Dalam partisipasi kali ini para desainer dan manufaktur ditantang untuk dapat menganalisa pasar Jepang serta mendesain sesuai dengan selera pasar. Hal ini merupakan tantangan yang cukup besar karena pasar Jepang terkenal sangat detail dan spesifik, sehingga apabila produk-produk yang dihasilkan oleh para desainer dan manufaktur dapat diterima, akan menjadi sebuah kebanggaan tersendiri dan dapat menunjukkan bahwa Indonesia bukan hanya sekedar sebagai ”tukang jahit” namun sebagai pemasok handal furnitur.
Program ASEAN-Japan Centre ini patut diangkat ke permukaan, karena melalui program-program seperti inilah, dunia kreatif dapat bertemu langsung dengan industri.
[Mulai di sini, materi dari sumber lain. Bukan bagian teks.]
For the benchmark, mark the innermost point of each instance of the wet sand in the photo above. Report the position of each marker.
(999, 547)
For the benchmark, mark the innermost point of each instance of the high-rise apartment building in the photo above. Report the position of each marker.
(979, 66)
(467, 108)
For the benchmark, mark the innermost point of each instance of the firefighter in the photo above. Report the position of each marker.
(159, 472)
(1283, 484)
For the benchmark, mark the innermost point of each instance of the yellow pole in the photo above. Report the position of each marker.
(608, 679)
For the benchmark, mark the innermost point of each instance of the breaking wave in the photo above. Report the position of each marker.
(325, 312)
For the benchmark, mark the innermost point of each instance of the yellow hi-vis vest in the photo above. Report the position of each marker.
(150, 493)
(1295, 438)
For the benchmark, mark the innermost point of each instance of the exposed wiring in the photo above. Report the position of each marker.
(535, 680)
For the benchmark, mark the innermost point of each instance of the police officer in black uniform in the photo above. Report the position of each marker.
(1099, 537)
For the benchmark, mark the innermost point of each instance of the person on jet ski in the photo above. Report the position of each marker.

Karena ini merupakan kunci keberhasilan produk dalam negeri kita, dimana tidak hanya terbatas pada industri furnitur tetapi juga industri-industri manufaktur lainnya. Dikemudian hari, itikad seperti ini sudah dapat diambil alih oleh pihak pemerintah seperti rencana pendirian Indonesia Design Power (IDP) serta pihak-pihak swasta lainnya. Semoga program-program seperti ini terus berlanjut dan tidak mati di tengah jalan.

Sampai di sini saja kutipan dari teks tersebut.